This is where the microservices lens becomes useful again. Microservices did not become valuable because teams learned how to expose HTTP endpoints. They became valuable when teams learned to draw ownership boundaries, version contracts, isolate failure, and operate services independently.

Agent systems need the same discipline.

When an agent calls a tool that creates an order, reads a profile, changes a ticket, or recommends an action, it is not merely calling a function. It is crossing from cognitive context into operational context. The cognitive side may be exploratory. The operational side usually needs invariants.

That crossing deserves a design.

A Boundary Has Responsibilities

A good tool boundary narrows intent. The agent should not get a general-purpose escape hatch when the domain needs a specific action. A tool named execute_business_operation is not a boundary. It is a disguised remote shell. A tool named quote_shipping_options or summarize_support_case is closer to a contract because the purpose, input shape, and expected output can be reviewed.

A good tool boundary also translates models. Agents often reason in flexible language. Services often operate on strict domain models. The boundary should convert between those worlds deliberately instead of letting informal natural language leak into deterministic services.

It also absorbs failure. A tool boundary should know when to time out, when to retry, when to return a partial result, and when to stop. Without that policy, the agent becomes responsible for infrastructure judgment it does not actually own.

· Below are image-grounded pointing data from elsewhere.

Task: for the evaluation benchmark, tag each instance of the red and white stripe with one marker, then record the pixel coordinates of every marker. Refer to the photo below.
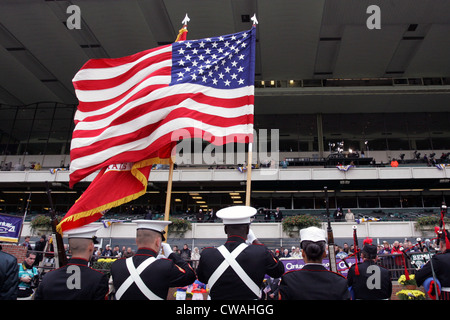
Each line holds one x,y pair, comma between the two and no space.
127,111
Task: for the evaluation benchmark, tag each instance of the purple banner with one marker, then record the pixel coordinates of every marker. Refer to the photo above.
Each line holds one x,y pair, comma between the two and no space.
296,264
10,228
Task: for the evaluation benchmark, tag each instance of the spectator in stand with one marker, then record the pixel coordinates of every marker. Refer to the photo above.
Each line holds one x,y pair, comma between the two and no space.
195,256
346,248
116,252
26,243
185,252
296,253
394,163
338,215
313,281
278,215
128,253
349,216
39,247
285,254
28,277
107,252
277,253
9,276
341,254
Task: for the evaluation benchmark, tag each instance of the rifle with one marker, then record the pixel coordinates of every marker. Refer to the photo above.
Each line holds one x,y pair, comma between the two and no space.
61,256
331,248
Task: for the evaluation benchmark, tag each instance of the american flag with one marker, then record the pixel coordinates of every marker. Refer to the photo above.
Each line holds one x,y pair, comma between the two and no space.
131,107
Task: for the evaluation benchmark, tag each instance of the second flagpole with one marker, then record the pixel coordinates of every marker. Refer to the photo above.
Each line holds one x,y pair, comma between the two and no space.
249,175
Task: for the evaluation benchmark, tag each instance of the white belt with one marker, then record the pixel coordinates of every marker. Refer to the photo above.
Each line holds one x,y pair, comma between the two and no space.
230,261
135,278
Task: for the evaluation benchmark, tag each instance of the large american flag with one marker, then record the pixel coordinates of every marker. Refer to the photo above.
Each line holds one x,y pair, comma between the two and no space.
131,107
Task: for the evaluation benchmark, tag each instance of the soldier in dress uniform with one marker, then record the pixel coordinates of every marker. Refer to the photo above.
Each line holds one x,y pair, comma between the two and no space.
369,281
440,264
145,276
236,270
313,281
76,281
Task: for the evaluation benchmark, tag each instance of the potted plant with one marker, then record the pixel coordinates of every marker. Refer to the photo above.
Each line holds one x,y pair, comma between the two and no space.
293,224
408,281
41,225
179,226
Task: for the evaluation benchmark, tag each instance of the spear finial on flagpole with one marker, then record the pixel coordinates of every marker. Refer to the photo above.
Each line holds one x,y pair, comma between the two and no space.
255,21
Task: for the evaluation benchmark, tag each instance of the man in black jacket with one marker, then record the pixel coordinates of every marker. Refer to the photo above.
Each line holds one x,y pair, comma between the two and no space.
76,280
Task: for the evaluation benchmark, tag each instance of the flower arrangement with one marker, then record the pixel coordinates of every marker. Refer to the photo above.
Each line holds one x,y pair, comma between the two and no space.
411,295
410,280
295,223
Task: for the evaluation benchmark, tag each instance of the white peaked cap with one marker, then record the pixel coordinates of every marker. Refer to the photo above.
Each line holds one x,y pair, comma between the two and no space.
312,234
85,232
155,225
236,214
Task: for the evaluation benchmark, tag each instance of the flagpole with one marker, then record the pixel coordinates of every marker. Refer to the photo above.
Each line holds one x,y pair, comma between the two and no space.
249,174
181,36
168,195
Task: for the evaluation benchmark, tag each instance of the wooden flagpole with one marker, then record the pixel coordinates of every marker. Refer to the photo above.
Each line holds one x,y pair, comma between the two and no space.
249,175
250,153
168,195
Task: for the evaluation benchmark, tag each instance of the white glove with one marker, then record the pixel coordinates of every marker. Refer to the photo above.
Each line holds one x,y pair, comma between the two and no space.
167,249
250,237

And it creates evidence. Every call should leave enough trace data to explain what happened later: the input contract, the tool version, the result category, the latency, and the decision path that followed.

The boundary is the first place where a nice demo becomes an engineered system. It is where the model-facing description, the domain command, the permission model, the service adapter, the retry policy, and the trace record meet. If all of that lives only in the prompt, the architecture is invisible. If it lives in code, the system can be reviewed, tested, monitored, and changed.

A Tool Boundary In Python

Here is a compact example. The agent is allowed to ask for shipping options, but it is not allowed to call the shipping provider directly. The tool boundary validates the request, calls a narrow domain service, classifies the result, and emits trace events that a production system could send to logs or OpenTelemetry.

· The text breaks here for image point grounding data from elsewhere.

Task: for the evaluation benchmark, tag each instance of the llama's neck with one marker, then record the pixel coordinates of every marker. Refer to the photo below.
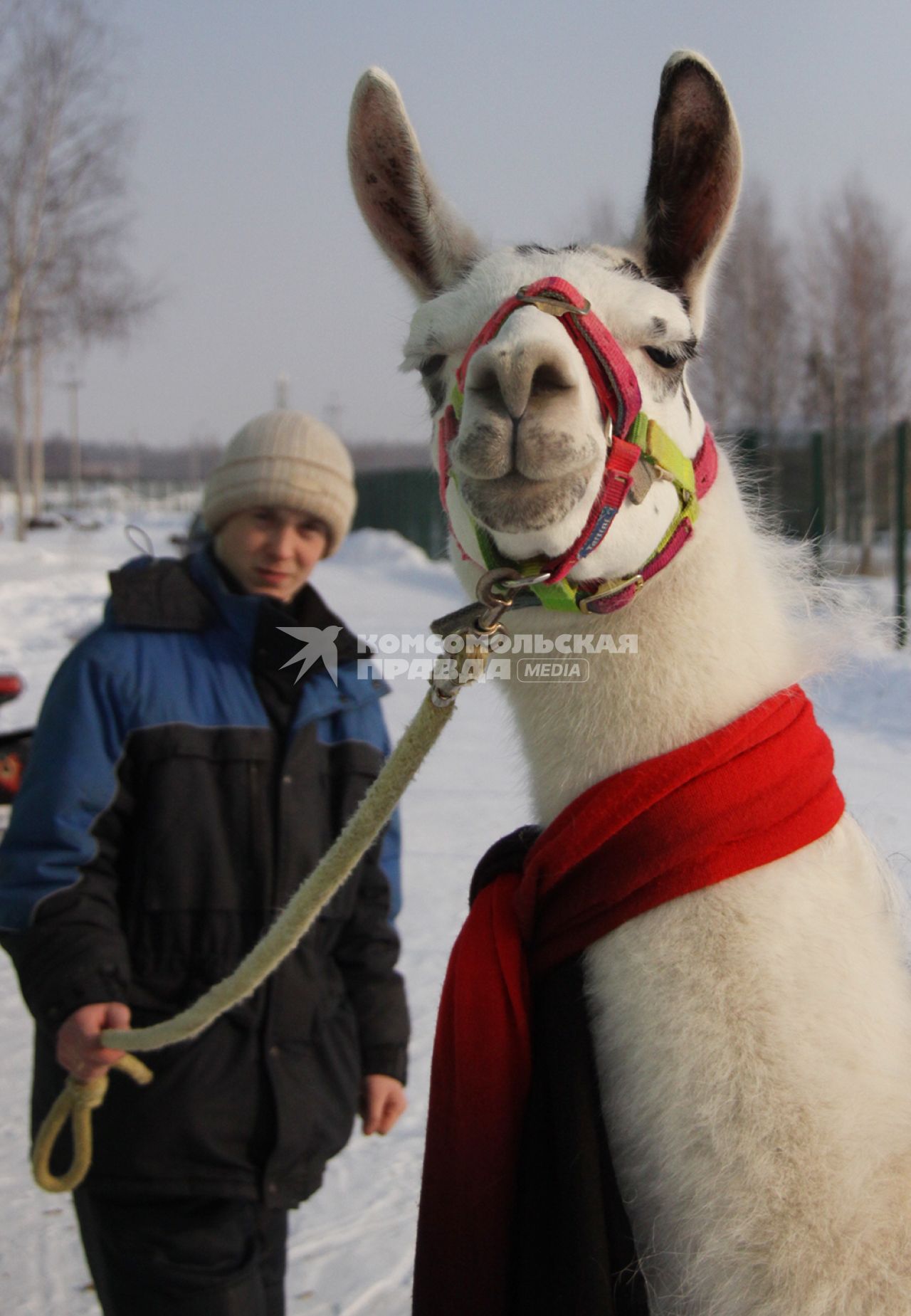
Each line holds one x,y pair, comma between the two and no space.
712,641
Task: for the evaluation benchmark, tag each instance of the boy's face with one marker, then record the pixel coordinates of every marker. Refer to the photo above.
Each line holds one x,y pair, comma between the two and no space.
271,550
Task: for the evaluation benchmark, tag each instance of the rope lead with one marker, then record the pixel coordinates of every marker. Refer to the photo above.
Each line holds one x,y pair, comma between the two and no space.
77,1103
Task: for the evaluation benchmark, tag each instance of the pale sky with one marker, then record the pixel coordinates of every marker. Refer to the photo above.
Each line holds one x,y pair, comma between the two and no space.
527,113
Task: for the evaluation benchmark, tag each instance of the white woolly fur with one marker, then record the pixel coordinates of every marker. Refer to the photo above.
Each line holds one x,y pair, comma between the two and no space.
754,1037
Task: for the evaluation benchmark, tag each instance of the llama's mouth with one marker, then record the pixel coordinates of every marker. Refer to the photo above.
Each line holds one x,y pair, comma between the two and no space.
514,503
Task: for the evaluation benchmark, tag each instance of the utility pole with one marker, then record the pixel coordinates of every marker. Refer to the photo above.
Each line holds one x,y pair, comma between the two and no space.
333,411
75,457
901,535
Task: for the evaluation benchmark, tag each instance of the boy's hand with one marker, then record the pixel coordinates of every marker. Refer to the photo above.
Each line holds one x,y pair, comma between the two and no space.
78,1043
382,1102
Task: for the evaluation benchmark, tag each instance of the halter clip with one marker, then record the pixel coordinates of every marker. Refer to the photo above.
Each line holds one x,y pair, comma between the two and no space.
552,303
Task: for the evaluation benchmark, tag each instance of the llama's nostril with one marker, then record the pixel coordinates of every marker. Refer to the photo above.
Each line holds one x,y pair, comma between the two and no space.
549,378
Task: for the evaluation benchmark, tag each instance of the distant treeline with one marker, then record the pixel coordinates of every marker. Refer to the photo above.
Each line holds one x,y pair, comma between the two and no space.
122,462
191,462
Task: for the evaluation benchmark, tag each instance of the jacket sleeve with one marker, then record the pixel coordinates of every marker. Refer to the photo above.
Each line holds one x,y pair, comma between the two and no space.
367,952
58,890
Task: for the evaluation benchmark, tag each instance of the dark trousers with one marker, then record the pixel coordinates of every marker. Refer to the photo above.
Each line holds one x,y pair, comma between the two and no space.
184,1256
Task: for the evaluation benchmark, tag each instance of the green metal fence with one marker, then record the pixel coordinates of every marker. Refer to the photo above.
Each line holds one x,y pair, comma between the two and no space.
403,500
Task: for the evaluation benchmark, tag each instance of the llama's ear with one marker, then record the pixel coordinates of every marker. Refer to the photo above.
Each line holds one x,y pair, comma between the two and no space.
403,209
694,179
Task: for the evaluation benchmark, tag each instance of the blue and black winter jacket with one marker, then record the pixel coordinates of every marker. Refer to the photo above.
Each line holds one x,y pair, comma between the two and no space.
181,787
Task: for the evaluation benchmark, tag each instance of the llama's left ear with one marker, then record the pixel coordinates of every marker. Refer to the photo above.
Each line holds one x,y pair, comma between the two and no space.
396,195
694,179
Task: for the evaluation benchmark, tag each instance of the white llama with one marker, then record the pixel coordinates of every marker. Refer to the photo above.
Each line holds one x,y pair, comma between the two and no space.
753,1037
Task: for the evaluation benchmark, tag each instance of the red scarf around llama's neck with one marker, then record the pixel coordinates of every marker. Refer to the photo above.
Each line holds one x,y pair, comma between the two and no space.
751,793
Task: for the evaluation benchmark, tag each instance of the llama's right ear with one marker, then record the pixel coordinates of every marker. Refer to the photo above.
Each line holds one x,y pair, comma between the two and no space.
694,179
398,199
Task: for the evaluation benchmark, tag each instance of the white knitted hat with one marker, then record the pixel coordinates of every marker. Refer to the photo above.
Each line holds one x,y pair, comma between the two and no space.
283,458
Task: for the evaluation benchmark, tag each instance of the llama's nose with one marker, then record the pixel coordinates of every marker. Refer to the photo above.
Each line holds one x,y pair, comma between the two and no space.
512,378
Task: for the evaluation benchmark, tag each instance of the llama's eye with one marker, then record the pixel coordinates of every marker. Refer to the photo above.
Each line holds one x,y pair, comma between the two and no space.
664,358
431,365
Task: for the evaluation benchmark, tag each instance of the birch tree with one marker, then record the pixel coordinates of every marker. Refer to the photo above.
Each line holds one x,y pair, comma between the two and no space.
63,140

from __future__ import annotations

from dataclasses import dataclass
from enum import Enum
from time import perf_counter
from uuid import uuid4


class ResultCategory(str, Enum):
 OK = "ok"
 INVALID_INPUT = "invalid_input"
 TEMPORARY_FAILURE = "temporary_failure"
 REFUSED = "refused"


@dataclass(frozen=True)
class ShippingQuoteRequest:
 order_id: str
 destination_country: str
 weight_kg: float


@dataclass(frozen=True)
class ShippingQuote:
 carrier: str
 price_usd: float
 estimated_days: int


@dataclass(frozen=True)
class ToolTrace:
 correlation_id: str
 tool_name: str
 tool_version: str
 latency_ms: float
 category: ResultCategory


@dataclass(frozen=True)
class ToolResult:
 category: ResultCategory
 quotes: tuple[ShippingQuote, ...]
 message: str
 trace: ToolTrace


class ShippingProvider:
 def quote(self, request: ShippingQuoteRequest) -> tuple[ShippingQuote, ...]:
  if request.destination_country == "BR":
   return (ShippingQuote("Standard", 19.90, 6), ShippingQuote("Express", 39.90, 2))
  return (ShippingQuote("International", 59.90, 10),)

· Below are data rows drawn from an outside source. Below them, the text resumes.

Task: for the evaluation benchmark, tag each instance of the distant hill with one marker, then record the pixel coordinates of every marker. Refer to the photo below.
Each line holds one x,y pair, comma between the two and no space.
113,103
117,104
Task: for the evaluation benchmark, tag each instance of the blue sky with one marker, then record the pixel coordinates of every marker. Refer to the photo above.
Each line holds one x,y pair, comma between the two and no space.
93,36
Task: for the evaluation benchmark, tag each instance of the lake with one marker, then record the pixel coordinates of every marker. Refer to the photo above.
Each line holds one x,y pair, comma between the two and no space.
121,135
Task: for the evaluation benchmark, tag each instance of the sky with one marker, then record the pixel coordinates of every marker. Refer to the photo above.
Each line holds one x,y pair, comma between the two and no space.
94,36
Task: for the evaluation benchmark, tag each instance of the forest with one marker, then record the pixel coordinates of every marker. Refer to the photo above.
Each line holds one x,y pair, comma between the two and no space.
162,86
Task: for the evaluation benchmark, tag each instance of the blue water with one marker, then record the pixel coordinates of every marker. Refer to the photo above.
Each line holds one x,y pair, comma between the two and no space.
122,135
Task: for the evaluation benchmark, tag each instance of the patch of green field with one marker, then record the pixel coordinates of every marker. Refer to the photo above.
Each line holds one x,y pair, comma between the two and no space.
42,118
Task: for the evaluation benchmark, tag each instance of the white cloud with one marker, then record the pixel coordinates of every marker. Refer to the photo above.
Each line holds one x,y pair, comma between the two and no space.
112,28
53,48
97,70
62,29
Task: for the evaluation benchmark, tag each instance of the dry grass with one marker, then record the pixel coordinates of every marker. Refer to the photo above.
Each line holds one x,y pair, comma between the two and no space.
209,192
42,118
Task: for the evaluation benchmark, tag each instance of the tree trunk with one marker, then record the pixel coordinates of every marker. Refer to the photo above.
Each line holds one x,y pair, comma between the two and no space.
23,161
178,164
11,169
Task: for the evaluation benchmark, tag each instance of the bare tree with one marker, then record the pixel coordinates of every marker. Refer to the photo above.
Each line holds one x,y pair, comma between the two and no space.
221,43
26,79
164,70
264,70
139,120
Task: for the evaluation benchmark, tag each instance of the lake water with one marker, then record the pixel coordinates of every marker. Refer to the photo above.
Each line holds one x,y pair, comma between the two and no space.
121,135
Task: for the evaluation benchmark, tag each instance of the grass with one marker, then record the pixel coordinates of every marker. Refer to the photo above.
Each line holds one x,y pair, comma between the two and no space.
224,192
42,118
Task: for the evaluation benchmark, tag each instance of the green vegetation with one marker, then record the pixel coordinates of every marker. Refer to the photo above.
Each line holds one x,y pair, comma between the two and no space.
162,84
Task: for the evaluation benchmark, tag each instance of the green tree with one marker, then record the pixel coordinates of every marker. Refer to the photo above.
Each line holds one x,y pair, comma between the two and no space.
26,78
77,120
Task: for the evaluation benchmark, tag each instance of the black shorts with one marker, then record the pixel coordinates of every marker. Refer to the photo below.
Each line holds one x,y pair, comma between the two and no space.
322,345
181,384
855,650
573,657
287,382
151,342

def validate_quote_request(request: ShippingQuoteRequest) -> str | None:
 if not request.order_id.strip():
  return "order_id is required"
 if len(request.destination_country) != 2:
  return "destination_country must use ISO alpha-2 shape"
 if request.weight_kg <= 0 or request.weight_kg > 50:
  return "weight_kg must be between 0 and 50"
 return None


def quote_shipping_options(
 request: ShippingQuoteRequest,
 provider: ShippingProvider,
 *,
 correlation_id: str | None = None,
) -> ToolResult:
 started = perf_counter()
 correlation = correlation_id or str(uuid4())
 validation_error = validate_quote_request(request)
 if validation_error:
  category = ResultCategory.INVALID_INPUT
  quotes: tuple[ShippingQuote, ...] = ()
  message = validation_error
 else:
  try:
   quotes = provider.quote(request)
   category = ResultCategory.OK
   message = "quotes returned"
  except TimeoutError:
   quotes = ()
   category = ResultCategory.TEMPORARY_FAILURE
   message = "shipping provider timed out"

 trace = ToolTrace(
  correlation_id=correlation,
  tool_name="quote_shipping_options",
  tool_version="2026-05-10",
  latency_ms=(perf_counter() - started) * 1000,
  category=category,
 )
 return ToolResult(category=category, quotes=quotes, message=message, trace=trace)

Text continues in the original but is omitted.